In terms of long copulations (if you equate that with tenderness), orangutans are closer to humans with copulations that average about 15 minutes.
The actual sex, Davidian said, can take hours, requiring patience on the part of the female. “It seems that maybe the females try to reassure the male that indeed, she’s not going to force him to react and show dominance,” said Davidian. Hyena sex can go many rounds, with genital cleaning in between each. It typically ends when the male is exhausted.
“Tender” is clearly a subjective adjective, even within the realm of human behavior, but what I think it comes down to is a sense of gentleness and consideration—two elements present in at least some animal mating behavior. Bonobos are the go-to example of sexual utopia in the animal kingdom, but Höner and Davidian made an extremely strong case for hyenas’ sexual practices. Compounded by the element of patience, I come away from this inquiry convinced that the hyena might be our winner.
Hierarchy notwithstanding, animals are, perhaps, more like us—or we like them—than we tend to believe.

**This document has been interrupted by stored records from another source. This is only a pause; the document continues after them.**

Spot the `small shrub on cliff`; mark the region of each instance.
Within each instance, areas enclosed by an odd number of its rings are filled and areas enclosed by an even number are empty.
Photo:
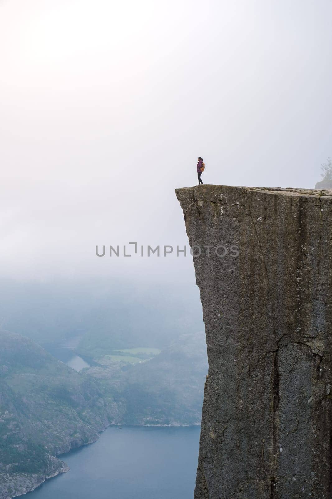
[[[332,160],[331,158],[328,158],[328,162],[323,163],[321,166],[323,173],[321,176],[323,180],[332,180]]]

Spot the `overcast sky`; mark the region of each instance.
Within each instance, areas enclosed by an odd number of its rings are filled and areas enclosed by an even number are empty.
[[[207,183],[313,188],[332,18],[331,0],[0,0],[1,274],[194,279],[190,258],[95,246],[185,244],[174,190],[198,156]]]

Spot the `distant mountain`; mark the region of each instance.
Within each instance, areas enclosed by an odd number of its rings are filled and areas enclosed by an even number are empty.
[[[0,331],[0,499],[68,468],[55,456],[96,440],[122,414],[100,383]]]
[[[141,349],[144,350],[144,349]],[[198,425],[208,373],[204,332],[181,335],[150,360],[108,355],[95,359],[100,367],[84,371],[109,384],[123,410],[121,422],[133,425]],[[147,349],[148,351],[148,349]],[[114,353],[113,351],[113,353]],[[120,352],[118,352],[118,354]]]
[[[162,348],[204,325],[198,288],[185,283],[1,279],[0,328],[39,344],[81,336],[82,350],[106,353],[141,345]]]
[[[98,365],[78,373],[31,340],[0,330],[0,499],[67,471],[56,456],[95,441],[110,424],[199,424],[205,334],[170,343],[161,351],[99,349]]]

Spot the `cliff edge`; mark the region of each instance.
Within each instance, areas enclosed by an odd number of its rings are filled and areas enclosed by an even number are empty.
[[[209,364],[195,499],[332,498],[332,192],[176,192]]]

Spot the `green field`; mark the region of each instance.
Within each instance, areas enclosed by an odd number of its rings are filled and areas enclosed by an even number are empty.
[[[139,357],[140,353],[145,353],[147,355],[159,355],[161,351],[159,348],[150,348],[149,347],[139,347],[137,348],[126,348],[123,350],[115,350],[115,352],[121,352],[123,353],[129,353],[132,355]]]
[[[137,362],[150,360],[156,355],[158,355],[161,350],[158,348],[149,347],[138,347],[136,348],[124,348],[114,350],[111,354],[101,355],[97,358],[99,364],[108,365],[112,362],[126,362],[127,364],[136,364]]]

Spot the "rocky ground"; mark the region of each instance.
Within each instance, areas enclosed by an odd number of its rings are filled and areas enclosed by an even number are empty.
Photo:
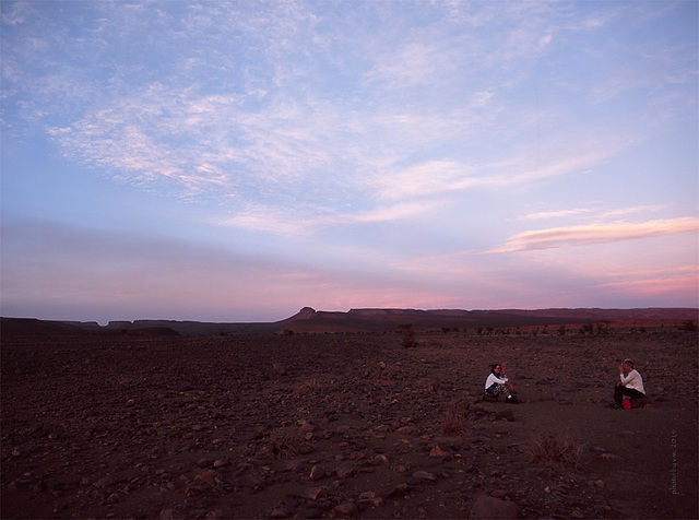
[[[3,338],[2,518],[697,518],[696,332]],[[650,407],[612,410],[632,357]],[[523,403],[483,402],[491,363]]]

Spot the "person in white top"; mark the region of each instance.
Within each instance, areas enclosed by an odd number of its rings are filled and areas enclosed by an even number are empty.
[[[505,368],[499,363],[496,363],[490,368],[490,374],[485,380],[485,392],[488,395],[497,398],[498,395],[506,395],[508,402],[517,402],[517,395],[514,394],[514,387],[508,382],[505,375]]]
[[[625,371],[627,374],[626,376],[624,375]],[[614,389],[612,407],[621,407],[624,395],[631,399],[643,399],[645,397],[643,378],[638,370],[633,368],[633,362],[631,359],[624,359],[624,363],[619,365],[619,379],[620,382],[617,382]]]

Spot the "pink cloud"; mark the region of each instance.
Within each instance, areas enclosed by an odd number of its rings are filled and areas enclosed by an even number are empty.
[[[616,222],[612,224],[552,227],[513,235],[502,247],[484,251],[484,255],[607,244],[697,232],[699,232],[699,218],[695,217],[656,220],[640,224]]]

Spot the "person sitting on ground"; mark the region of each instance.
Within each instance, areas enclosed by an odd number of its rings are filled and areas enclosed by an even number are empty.
[[[490,368],[490,374],[485,380],[485,393],[496,399],[498,395],[506,395],[508,402],[517,402],[514,387],[508,382],[505,368],[499,363],[496,363]]]
[[[625,376],[624,373],[627,373]],[[636,368],[633,368],[633,362],[631,359],[624,359],[624,363],[619,365],[619,379],[620,382],[616,383],[614,389],[614,402],[611,404],[613,409],[620,409],[624,395],[631,399],[643,399],[645,397],[645,389],[643,388],[643,379]]]

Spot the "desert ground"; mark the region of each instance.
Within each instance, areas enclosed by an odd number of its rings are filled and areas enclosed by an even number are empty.
[[[4,336],[1,516],[699,516],[696,331],[496,332]]]

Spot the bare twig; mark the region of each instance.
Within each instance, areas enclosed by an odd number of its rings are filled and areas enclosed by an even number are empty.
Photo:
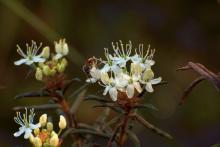
[[[159,129],[159,128],[157,128],[157,127],[155,127],[154,125],[152,125],[151,123],[149,123],[148,121],[146,121],[146,120],[145,120],[143,117],[141,117],[140,115],[135,115],[135,118],[137,119],[137,121],[138,121],[139,123],[141,123],[141,124],[144,125],[145,127],[149,128],[151,131],[153,131],[153,132],[159,134],[160,136],[166,137],[166,138],[168,138],[168,139],[173,139],[173,137],[172,137],[170,134],[168,134],[168,133],[162,131],[161,129]]]
[[[195,86],[198,85],[203,80],[205,80],[203,77],[198,77],[190,83],[190,85],[184,90],[179,105],[182,105],[184,103],[185,99],[188,97],[191,91],[195,88]]]
[[[31,106],[17,106],[17,107],[14,107],[13,110],[19,111],[25,108],[27,109],[34,108],[36,110],[49,110],[49,109],[58,109],[61,107],[58,104],[43,104],[43,105],[31,105]]]

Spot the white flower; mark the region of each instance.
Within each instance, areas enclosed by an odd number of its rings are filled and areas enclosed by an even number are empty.
[[[151,68],[151,66],[155,64],[155,61],[152,60],[155,50],[151,50],[150,45],[148,46],[147,53],[145,55],[143,50],[143,44],[139,44],[138,52],[136,50],[136,54],[130,59],[134,64],[140,64],[143,70],[145,70],[147,68]]]
[[[55,60],[58,60],[69,53],[69,47],[65,39],[60,39],[59,42],[55,42],[55,51],[57,53],[54,56]]]
[[[32,130],[40,128],[40,123],[33,124],[34,121],[34,109],[30,109],[30,114],[28,115],[27,109],[25,108],[26,113],[23,114],[23,117],[21,116],[20,112],[17,112],[17,116],[14,117],[14,120],[17,124],[19,124],[21,127],[19,128],[18,132],[14,133],[15,137],[20,136],[24,133],[24,138],[28,139],[31,134]]]
[[[106,95],[109,93],[110,97],[112,98],[113,101],[117,100],[118,96],[118,90],[124,92],[125,87],[128,84],[128,78],[127,75],[125,74],[120,74],[120,75],[115,75],[115,78],[109,78],[107,73],[103,73],[101,76],[101,81],[105,87],[105,90],[103,92],[103,95]]]
[[[130,77],[129,84],[126,88],[126,94],[127,94],[128,98],[132,98],[134,96],[135,89],[137,90],[138,93],[142,92],[142,88],[139,83],[139,79],[140,79],[140,76],[135,75],[135,74]]]
[[[38,50],[40,49],[41,45],[37,47],[36,42],[32,41],[31,46],[26,44],[27,51],[26,54],[21,50],[20,46],[17,45],[17,52],[20,54],[23,58],[15,61],[15,65],[21,65],[21,64],[26,64],[26,65],[31,65],[33,63],[38,63],[38,62],[44,62],[45,59],[41,57],[41,55],[37,55]]]
[[[142,76],[141,83],[145,84],[146,91],[153,92],[154,89],[152,85],[158,84],[161,81],[162,81],[161,77],[154,79],[153,71],[151,69],[147,69]]]
[[[97,80],[101,78],[101,71],[96,67],[92,67],[90,70],[90,78],[86,80],[87,83],[95,83]]]

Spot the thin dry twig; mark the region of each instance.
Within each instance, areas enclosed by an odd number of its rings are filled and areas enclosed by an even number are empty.
[[[212,85],[218,91],[220,91],[220,79],[217,74],[213,73],[211,70],[206,68],[204,65],[200,63],[193,63],[193,62],[188,62],[186,66],[178,68],[177,70],[182,71],[182,70],[189,70],[189,69],[194,70],[196,73],[200,75],[200,77],[193,80],[189,84],[189,86],[184,90],[184,93],[181,97],[181,102],[179,103],[180,105],[184,103],[185,99],[190,94],[190,92],[195,88],[195,86],[198,85],[203,80],[208,80],[209,82],[212,83]]]

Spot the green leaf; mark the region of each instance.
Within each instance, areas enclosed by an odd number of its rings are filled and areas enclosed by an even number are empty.
[[[133,142],[134,147],[141,147],[141,143],[140,143],[140,140],[138,139],[137,135],[130,130],[127,130],[127,133],[128,133],[128,137]]]
[[[21,98],[43,98],[43,97],[49,97],[48,92],[45,90],[40,90],[40,91],[31,91],[31,92],[26,92],[22,94],[18,94],[15,96],[15,99],[21,99]]]
[[[81,87],[79,87],[77,90],[73,91],[72,94],[70,94],[70,96],[68,98],[73,98],[77,95],[79,95],[79,93],[84,90],[89,84],[85,83],[84,85],[82,85]]]
[[[135,105],[134,108],[138,109],[138,108],[147,108],[147,109],[151,109],[154,111],[159,111],[154,105],[152,104],[139,104],[139,105]]]
[[[211,147],[220,147],[220,143],[214,144],[214,145],[212,145]]]
[[[17,107],[14,107],[13,110],[19,111],[25,108],[27,109],[34,108],[36,110],[48,110],[48,109],[58,109],[61,107],[58,104],[43,104],[43,105],[31,105],[31,106],[17,106]]]

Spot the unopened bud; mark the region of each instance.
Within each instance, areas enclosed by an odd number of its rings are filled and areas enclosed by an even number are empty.
[[[29,141],[30,141],[30,143],[32,143],[32,144],[34,143],[34,136],[33,136],[32,134],[31,134],[30,137],[29,137]]]
[[[68,44],[65,42],[65,39],[63,39],[63,55],[67,55],[69,53],[69,47]]]
[[[66,128],[66,119],[63,115],[60,115],[59,128],[60,129]]]
[[[146,69],[144,72],[144,80],[149,80],[152,79],[154,77],[154,72],[151,69]]]
[[[53,135],[50,138],[50,145],[56,147],[59,144],[59,138],[58,135]]]
[[[34,144],[35,147],[42,147],[42,141],[39,137],[34,138],[33,144]]]
[[[39,67],[36,69],[35,78],[39,81],[42,81],[43,79],[43,72]]]
[[[50,48],[48,46],[43,48],[41,56],[45,59],[48,59],[50,57]]]
[[[49,132],[53,131],[53,123],[51,123],[51,122],[47,123],[47,131],[49,131]]]
[[[43,114],[39,118],[39,123],[41,124],[41,127],[44,127],[47,123],[47,114]]]

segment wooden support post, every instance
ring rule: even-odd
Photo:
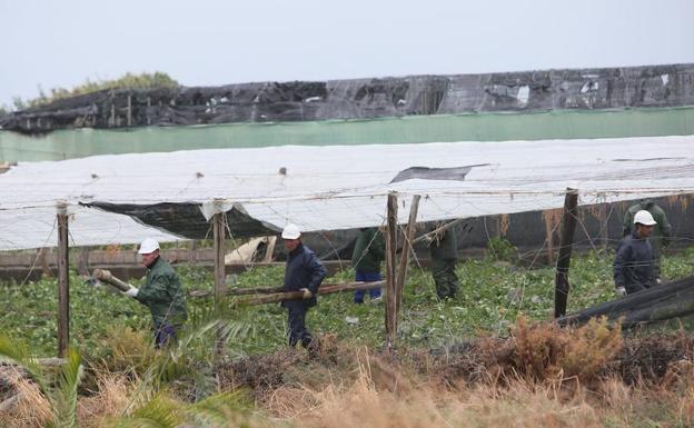
[[[554,282],[554,318],[566,315],[566,300],[569,289],[568,267],[571,265],[572,246],[574,243],[574,231],[576,230],[577,205],[578,191],[567,188],[564,199],[564,212],[562,215],[562,237]]]
[[[226,216],[221,208],[221,201],[215,200],[215,215],[212,216],[214,232],[214,250],[215,250],[215,309],[219,309],[221,300],[227,293],[226,277],[227,269],[225,266],[225,220]],[[220,357],[224,355],[225,337],[221,328],[217,330],[217,344],[215,345],[215,355]]]
[[[397,250],[397,195],[388,195],[387,226],[386,226],[386,346],[393,347],[396,335],[396,271],[395,260]]]
[[[132,94],[128,93],[128,127],[132,126]]]
[[[225,213],[221,209],[221,201],[215,201],[215,216],[212,217],[214,250],[215,250],[215,308],[227,293],[226,268],[225,268]]]
[[[68,250],[68,206],[58,203],[58,357],[63,357],[70,340],[70,277]]]
[[[409,263],[409,251],[413,250],[412,243],[415,238],[415,225],[417,222],[417,210],[419,209],[419,195],[413,196],[409,207],[409,219],[407,229],[405,230],[405,239],[403,239],[403,252],[400,252],[400,266],[398,267],[395,281],[395,331],[397,331],[398,315],[403,306],[403,289],[405,288],[405,278],[407,276],[407,265]]]

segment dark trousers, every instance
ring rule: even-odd
[[[155,331],[155,347],[161,348],[162,346],[176,341],[176,329],[174,326],[162,322]]]
[[[453,298],[458,291],[458,277],[455,273],[456,259],[432,259],[432,275],[439,299]]]
[[[289,347],[294,348],[298,342],[301,342],[304,348],[308,348],[314,340],[310,331],[306,328],[306,312],[308,312],[308,308],[304,305],[288,305],[287,309]]]

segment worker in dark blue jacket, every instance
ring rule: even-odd
[[[303,300],[281,302],[281,306],[288,310],[289,346],[294,348],[297,342],[301,342],[304,348],[308,348],[313,337],[306,328],[306,312],[317,303],[316,295],[326,276],[326,270],[316,253],[301,243],[301,231],[297,226],[287,225],[281,237],[287,250],[284,290],[304,292]]]
[[[632,233],[619,242],[613,265],[617,295],[631,295],[656,285],[653,248],[647,239],[655,225],[651,212],[638,211]]]

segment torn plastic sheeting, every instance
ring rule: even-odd
[[[422,180],[465,180],[465,176],[469,172],[473,167],[478,166],[469,166],[469,167],[457,167],[457,168],[427,168],[427,167],[412,167],[407,168],[395,176],[390,183],[413,180],[415,178]]]
[[[205,231],[190,233],[205,237],[209,225],[199,206],[215,200],[231,207],[238,203],[242,209],[239,221],[257,220],[258,235],[267,235],[265,228],[287,222],[298,225],[303,231],[383,225],[390,191],[400,193],[400,222],[407,221],[412,195],[423,197],[418,219],[432,221],[561,208],[567,187],[579,190],[582,205],[692,192],[693,143],[694,137],[687,136],[285,146],[20,163],[0,175],[0,230],[11,230],[19,240],[22,233],[16,231],[29,230],[30,239],[12,248],[32,248],[39,240],[33,230],[43,230],[39,223],[52,225],[58,200],[136,207],[191,203]],[[624,161],[626,157],[632,160]],[[432,169],[475,167],[462,181],[412,178],[389,183],[413,165]],[[28,207],[49,208],[37,210],[36,217],[13,217],[13,210]],[[107,213],[91,210],[92,216]],[[137,235],[121,225],[147,230],[145,221],[112,223],[110,218],[105,217],[98,223],[101,230],[85,241],[110,243],[119,240],[118,233],[128,240]]]
[[[85,206],[130,216],[141,225],[189,239],[206,239],[212,236],[211,225],[208,221],[211,216],[207,218],[199,203],[162,202],[133,205],[91,202],[85,203]],[[227,238],[248,238],[279,232],[278,228],[250,218],[242,207],[238,205],[232,205],[230,209],[224,212],[226,215],[225,230]]]
[[[157,230],[128,216],[68,205],[69,245],[100,246],[138,243],[145,238],[160,242],[181,240],[180,236]],[[0,250],[54,247],[58,245],[57,208],[0,209]]]

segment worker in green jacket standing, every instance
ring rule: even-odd
[[[624,213],[624,222],[622,223],[622,235],[627,237],[632,235],[632,229],[634,226],[634,216],[636,212],[645,210],[653,216],[653,220],[656,222],[653,228],[653,232],[648,237],[648,242],[651,242],[651,247],[653,248],[653,261],[654,261],[654,270],[655,278],[657,282],[661,281],[661,256],[663,255],[663,247],[667,247],[670,243],[670,238],[672,236],[672,226],[667,221],[667,217],[665,216],[665,211],[661,207],[658,207],[655,201],[651,199],[644,199],[638,203],[635,203],[629,207]]]
[[[437,225],[440,227],[442,225]],[[447,229],[435,233],[428,240],[432,256],[432,275],[439,300],[453,299],[458,291],[458,277],[455,265],[458,260],[458,238],[455,230]]]
[[[186,296],[178,273],[159,255],[159,242],[147,238],[138,251],[147,268],[147,283],[141,288],[131,287],[125,293],[149,307],[155,328],[155,346],[160,348],[176,339],[176,332],[188,318]]]
[[[351,253],[351,266],[355,268],[357,282],[380,281],[380,262],[386,257],[386,242],[377,228],[361,228]],[[364,303],[365,290],[355,292],[355,303]],[[380,288],[369,290],[371,301],[380,299]]]

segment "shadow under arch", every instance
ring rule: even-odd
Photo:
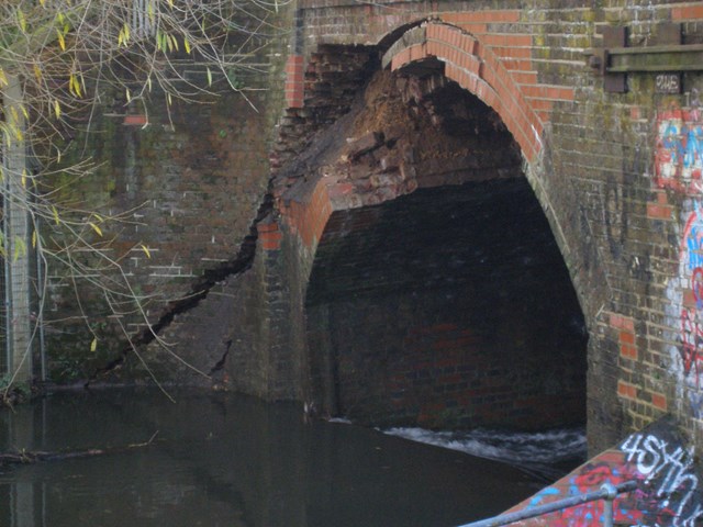
[[[583,423],[583,315],[501,116],[423,57],[345,119],[289,209],[305,399],[373,425]]]

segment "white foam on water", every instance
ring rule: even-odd
[[[381,431],[502,461],[547,480],[563,475],[563,463],[578,464],[584,461],[587,456],[583,428],[554,429],[543,433],[505,433],[490,429],[433,431],[424,428],[389,428]]]

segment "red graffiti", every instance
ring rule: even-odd
[[[613,467],[605,461],[587,464],[579,475],[570,480],[569,493],[572,495],[592,492],[603,483],[616,485],[636,479],[636,472],[628,466]],[[567,508],[561,513],[563,526],[599,525],[603,523],[605,505],[603,501],[590,502],[580,507]],[[641,511],[628,504],[627,497],[618,497],[613,503],[613,519],[616,523],[632,525],[641,519]],[[555,524],[556,525],[556,524]]]
[[[691,370],[695,371],[696,386],[699,383],[699,362],[703,360],[701,348],[703,348],[703,329],[698,322],[698,316],[693,311],[683,307],[681,310],[681,348],[679,352],[683,359],[683,372],[688,375]]]

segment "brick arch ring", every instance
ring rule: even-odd
[[[501,46],[510,53],[510,46]],[[523,48],[524,49],[524,48]],[[529,52],[529,49],[526,49]],[[444,75],[491,106],[503,120],[527,161],[542,150],[543,117],[528,97],[549,101],[549,96],[573,99],[572,89],[532,82],[518,83],[501,58],[478,36],[443,22],[428,21],[403,33],[386,52],[382,66],[392,71],[411,63],[436,58],[444,63]],[[569,93],[570,92],[570,93]],[[550,109],[549,103],[547,103]],[[546,109],[546,110],[548,110]],[[548,112],[543,112],[548,116]]]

“I don’t really anthropomorphize the animals. I sort of zoomorphize the people,” said Verdolin of her approach to her work. “The lives of other animals are just as dramatic as ours. They have affairs. They have all kinds of issues that come up in their relationships, and I figure they handle it a little bit better than we do. I think that goes for sex, too.”
“I don’t really think humans are that tender at all,” she added. “I think we could learn to be a bit more tender.” Point taken, Babyface excepted.